No relato de Lucas, a história está escrita com todo o cuidado, culminando com um olhar significativo que Jesus lança sobre Pedro. O leitor sente aumentar gradualmente a intensidade emocional.

João tem uma opinião de Pedro muito mais suave. Ao contrário de Lucas, omite não só o cumprimento da profecia como o amargo arrependimento do patriarca.

A Negação de Pedro

Pedro não ouviu o galo cantar, porque a criação de aves de capoeira era proibida em Jerusalém. Este e outros eventos não foram escritos com a intenção de que a frase fosse tomada à letra, como demonstra a escolha cuidadosa das palavras. Na rápida sucessão de acontecimentos, que decorrem entre a prisão e a execução de Jesus, temos outro exemplo. É de tal modo apertada que, para além da flagrante incredibilidade – como fazer sair da cama Pilatos ou Antipas antes de o dia nascer – deve ser encarada unicamente como sumário dos acontecimentos.

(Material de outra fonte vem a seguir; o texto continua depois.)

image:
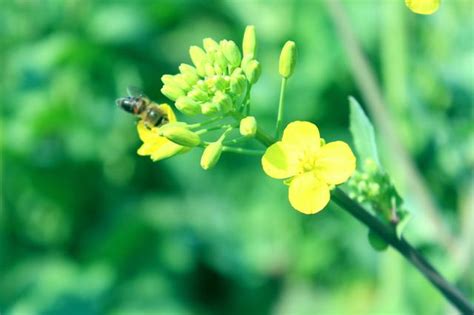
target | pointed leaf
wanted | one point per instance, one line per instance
(363, 133)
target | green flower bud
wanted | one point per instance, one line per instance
(231, 52)
(180, 135)
(203, 85)
(238, 84)
(248, 126)
(220, 61)
(224, 101)
(210, 108)
(188, 106)
(189, 73)
(218, 70)
(245, 61)
(210, 44)
(373, 190)
(198, 95)
(209, 70)
(211, 155)
(221, 83)
(199, 58)
(287, 59)
(172, 92)
(252, 71)
(249, 43)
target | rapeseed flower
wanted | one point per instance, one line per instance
(309, 166)
(154, 145)
(423, 6)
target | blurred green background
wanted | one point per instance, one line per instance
(89, 227)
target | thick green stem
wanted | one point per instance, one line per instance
(281, 108)
(387, 233)
(404, 248)
(242, 151)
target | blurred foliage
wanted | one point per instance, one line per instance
(88, 227)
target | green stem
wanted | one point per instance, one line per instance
(260, 135)
(236, 140)
(281, 108)
(387, 233)
(203, 131)
(205, 123)
(404, 248)
(242, 151)
(247, 107)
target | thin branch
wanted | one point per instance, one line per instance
(388, 234)
(404, 248)
(371, 92)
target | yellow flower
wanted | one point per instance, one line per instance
(156, 146)
(423, 6)
(308, 165)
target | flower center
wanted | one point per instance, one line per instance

Ressalta ainda o facto de Pedro ter proferido a negação, segundo o relato conhecido, perante serviçais, em condições que, de modo algum, o obrigavam a fazê-lo. Se Judas se suicidou, de acordo com os evangelhos, depois da traição, Pedro, ao contrário, mantém-se como dirigente da comunidade cristã de Jerusalém. Por isso, Goguel1 põe em dúvida a autenticidade histórica deste passo, já que, a ser verdade, Pedro dificilmente reocuparia as suas funções de patriarca da comunidade.

As Epístolas de Paulo

Uma das mais desconcertantes características das Epístolas de S. Paulo é a falta de referências aos milagres de Jesus. É lícito perguntar se os terá conhecido. De facto, Paulo converteu-se depois da lapidação de Estêvão, por volta de 32-34, quatro anos após a crucificação. Não conheceu os evangelhos, que ainda não tinham sido escritos2. Sabia mal os divinos logia e as parábolas. Teria sido informado por Lucas? Talvez, mas ele foi um companheiro episódico, e só o conheceu quinze anos depois da conversão. Também não pode ter recebido conhecimento dos onze, porque, como sabemos, foi um perseguidor do cristianismo até ao acontecimento de Damasco.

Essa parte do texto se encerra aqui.